Amortization Schedule

Car Loan Amortization Schedule

Car Loan Amortization Schedule Reveals Your Lender's Motive

Ever wonder why a person can buy a new car, drive it off a lot and find they owe more than the car is worth, even if they made a large down payment? Two factors come into play to make this happen. The first is natural depreciation. The second one you can discover by reviewing a car loan amortization schedule.

A car loan amortization schedule works just like a mortgage loan amortization schedule. The only difference is the principal amounts and payment terms will be much, much shorter. A car loan amortization schedule is nothing more than a document or a computer printout that shows how principal and interest payments will work over the life of the loan. This schedule also shows how lenders compound interest on the principal to ensure that they make some money. When you take out a car loan over a 5-year term, the 5 percent interest rate, for example, compounds. This means repaying a $10,000 loan will involve an amount much higher than $10,500 if you keep the loan over the entire 60 months.

Using an auto loan amortization schedule to see exactly how payments work can be a smart thing for a buyer to do. Not only does this show you the fine details of a loan offer, it also shows exactly why simple interest loans and early repayment can save you a bundle. A typical car loan amortization schedule will show much higher interest payments on the front end of the loan. The first year or more of payments will almost only go to service the money the bank or lender intends to make. This means you only reduce the principal by a small amount. This is the amount the interest will compound on. When you pay extra against the principal, an option you have with a simple interest loan, you can reduce the overall repayment dramatically.

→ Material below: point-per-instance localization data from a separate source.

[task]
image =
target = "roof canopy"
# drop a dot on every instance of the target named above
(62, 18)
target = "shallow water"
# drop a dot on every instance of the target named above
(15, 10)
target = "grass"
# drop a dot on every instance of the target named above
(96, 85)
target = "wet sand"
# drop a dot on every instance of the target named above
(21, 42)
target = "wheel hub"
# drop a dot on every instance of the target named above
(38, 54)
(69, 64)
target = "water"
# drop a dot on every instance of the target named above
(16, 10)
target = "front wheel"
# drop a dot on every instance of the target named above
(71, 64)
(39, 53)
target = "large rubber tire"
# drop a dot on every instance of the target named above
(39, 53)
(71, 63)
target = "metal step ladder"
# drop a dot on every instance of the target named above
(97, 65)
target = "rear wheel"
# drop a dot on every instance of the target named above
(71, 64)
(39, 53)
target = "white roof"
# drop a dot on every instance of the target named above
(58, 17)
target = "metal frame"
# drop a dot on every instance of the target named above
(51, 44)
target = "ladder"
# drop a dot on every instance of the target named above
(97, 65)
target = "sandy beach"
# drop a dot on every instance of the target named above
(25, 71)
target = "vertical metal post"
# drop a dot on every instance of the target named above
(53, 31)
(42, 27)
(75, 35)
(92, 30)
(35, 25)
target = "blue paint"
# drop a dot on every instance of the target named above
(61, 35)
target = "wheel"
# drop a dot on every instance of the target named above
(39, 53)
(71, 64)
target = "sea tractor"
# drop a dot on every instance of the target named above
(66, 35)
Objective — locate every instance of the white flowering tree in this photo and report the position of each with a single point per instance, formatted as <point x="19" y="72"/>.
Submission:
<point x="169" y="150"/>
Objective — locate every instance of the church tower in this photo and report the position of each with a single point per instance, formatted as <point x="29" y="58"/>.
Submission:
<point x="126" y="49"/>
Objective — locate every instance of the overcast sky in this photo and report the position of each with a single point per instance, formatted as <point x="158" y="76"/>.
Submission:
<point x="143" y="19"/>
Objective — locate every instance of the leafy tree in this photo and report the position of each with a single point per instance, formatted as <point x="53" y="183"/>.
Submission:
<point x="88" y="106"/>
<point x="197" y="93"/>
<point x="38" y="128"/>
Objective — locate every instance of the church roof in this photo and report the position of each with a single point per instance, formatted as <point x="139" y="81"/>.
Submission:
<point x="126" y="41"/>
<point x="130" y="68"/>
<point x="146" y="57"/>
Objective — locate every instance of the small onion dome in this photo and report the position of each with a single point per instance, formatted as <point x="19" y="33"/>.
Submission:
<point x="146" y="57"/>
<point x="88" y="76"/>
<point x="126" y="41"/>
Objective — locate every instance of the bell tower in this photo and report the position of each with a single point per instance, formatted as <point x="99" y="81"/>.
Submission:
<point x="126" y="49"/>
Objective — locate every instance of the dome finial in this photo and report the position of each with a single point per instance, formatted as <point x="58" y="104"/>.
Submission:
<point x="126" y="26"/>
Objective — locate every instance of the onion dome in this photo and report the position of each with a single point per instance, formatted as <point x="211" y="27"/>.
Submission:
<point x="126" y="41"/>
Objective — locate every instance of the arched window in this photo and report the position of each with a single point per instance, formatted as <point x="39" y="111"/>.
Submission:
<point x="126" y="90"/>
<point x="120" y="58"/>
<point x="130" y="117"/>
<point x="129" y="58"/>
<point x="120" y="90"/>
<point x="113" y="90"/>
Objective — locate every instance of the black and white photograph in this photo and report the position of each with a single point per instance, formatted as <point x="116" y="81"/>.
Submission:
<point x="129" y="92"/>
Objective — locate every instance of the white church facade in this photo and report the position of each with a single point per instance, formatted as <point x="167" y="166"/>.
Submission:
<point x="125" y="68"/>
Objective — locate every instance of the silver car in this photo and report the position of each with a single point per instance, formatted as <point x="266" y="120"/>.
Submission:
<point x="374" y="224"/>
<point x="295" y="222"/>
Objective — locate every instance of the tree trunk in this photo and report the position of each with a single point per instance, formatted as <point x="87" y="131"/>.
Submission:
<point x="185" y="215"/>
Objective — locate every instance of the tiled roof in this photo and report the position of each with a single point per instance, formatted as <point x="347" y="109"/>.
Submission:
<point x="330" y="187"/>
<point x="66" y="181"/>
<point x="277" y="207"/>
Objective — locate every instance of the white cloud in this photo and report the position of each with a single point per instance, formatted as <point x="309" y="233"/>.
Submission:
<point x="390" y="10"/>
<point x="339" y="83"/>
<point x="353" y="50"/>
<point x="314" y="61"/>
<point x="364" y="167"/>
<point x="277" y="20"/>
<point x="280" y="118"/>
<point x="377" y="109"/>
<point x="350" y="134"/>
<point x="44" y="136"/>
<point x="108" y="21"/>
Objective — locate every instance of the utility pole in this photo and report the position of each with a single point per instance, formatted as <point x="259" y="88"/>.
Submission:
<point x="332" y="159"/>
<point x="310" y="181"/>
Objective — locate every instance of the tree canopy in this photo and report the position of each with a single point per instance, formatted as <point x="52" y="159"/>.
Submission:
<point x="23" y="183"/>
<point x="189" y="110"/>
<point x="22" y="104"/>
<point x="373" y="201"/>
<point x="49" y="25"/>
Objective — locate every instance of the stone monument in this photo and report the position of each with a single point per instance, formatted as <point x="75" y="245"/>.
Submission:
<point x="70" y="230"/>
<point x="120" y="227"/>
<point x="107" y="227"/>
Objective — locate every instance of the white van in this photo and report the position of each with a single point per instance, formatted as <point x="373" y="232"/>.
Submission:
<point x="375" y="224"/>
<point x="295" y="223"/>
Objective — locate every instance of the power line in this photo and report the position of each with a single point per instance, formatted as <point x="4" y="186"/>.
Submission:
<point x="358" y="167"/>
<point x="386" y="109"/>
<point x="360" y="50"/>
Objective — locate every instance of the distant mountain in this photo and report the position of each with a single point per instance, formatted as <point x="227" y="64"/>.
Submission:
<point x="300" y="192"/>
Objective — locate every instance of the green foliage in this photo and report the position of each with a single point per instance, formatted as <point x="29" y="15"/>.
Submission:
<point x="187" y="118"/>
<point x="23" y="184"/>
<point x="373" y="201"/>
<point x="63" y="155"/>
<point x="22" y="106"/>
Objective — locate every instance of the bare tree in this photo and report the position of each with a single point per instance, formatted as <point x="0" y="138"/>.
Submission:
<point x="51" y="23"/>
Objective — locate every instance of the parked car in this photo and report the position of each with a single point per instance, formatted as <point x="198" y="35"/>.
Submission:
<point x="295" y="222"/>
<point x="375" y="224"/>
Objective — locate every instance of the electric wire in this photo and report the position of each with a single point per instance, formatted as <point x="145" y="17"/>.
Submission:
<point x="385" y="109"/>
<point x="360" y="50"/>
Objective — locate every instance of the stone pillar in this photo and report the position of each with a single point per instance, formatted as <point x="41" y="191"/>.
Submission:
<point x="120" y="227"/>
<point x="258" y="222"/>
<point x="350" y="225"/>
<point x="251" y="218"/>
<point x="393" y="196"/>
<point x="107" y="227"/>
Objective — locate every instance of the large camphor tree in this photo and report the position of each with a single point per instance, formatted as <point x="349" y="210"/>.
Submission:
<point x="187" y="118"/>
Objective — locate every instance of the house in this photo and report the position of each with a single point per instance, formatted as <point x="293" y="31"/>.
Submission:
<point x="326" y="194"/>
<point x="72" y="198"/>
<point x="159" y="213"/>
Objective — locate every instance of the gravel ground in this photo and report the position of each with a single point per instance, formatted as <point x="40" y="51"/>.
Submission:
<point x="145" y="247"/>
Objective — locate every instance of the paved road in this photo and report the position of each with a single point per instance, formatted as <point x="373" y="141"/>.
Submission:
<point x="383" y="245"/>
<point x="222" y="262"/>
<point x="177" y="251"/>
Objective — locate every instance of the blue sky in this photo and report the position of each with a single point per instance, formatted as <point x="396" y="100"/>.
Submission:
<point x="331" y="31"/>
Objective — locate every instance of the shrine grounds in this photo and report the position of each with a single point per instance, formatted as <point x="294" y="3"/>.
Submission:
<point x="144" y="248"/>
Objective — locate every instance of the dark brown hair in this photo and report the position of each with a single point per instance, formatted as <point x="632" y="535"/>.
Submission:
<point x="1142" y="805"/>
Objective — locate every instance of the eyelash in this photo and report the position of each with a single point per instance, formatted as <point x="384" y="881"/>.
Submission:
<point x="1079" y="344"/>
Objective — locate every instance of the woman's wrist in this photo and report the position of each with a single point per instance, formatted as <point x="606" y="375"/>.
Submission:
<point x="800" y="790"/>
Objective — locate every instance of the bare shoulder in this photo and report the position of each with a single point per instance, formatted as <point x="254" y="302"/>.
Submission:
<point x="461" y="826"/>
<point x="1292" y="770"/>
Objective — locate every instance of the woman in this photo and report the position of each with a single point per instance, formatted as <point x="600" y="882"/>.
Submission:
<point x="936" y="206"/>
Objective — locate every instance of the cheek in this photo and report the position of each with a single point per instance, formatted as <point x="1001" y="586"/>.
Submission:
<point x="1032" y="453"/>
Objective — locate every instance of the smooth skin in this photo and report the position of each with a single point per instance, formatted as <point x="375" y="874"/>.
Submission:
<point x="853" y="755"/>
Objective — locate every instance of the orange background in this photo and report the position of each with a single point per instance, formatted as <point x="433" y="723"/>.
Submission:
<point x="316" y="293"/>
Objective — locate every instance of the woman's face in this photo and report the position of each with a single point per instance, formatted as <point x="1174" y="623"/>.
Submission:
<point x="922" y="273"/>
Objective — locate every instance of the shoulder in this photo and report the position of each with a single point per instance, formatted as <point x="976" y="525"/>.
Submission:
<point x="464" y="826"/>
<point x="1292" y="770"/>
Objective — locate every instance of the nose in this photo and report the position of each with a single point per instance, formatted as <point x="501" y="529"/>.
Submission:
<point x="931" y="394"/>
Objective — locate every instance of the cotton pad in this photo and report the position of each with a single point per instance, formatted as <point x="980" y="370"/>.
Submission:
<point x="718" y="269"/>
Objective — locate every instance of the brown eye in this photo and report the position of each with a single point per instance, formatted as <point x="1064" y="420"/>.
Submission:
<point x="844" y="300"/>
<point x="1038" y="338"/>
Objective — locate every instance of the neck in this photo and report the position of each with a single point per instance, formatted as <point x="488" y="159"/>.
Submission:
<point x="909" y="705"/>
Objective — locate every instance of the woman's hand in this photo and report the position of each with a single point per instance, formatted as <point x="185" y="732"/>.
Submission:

While the "regular payments" will continue, the principal amount will go down much faster. As it does, the money the lenders can charge interest on will go down, too.

While loan amortization schedules won't help with the depreciation problem, it can help a person see how to get out of being upside down much faster. Even slightly higher than normal payments can help chip away at the principal amount and enable a car buyer to pay out less over the life of the loan. It's also possible that higher or extra payments can buy a person out of a loan quicker and for a lower overall payout than the regular terms. The banks don't love this, but the truth is working a car loan amortization schedule to your advantage is smart and acceptable. Most lenders will provide a schedule after you sign for the loan, but they you can also create one using programs on the Internet.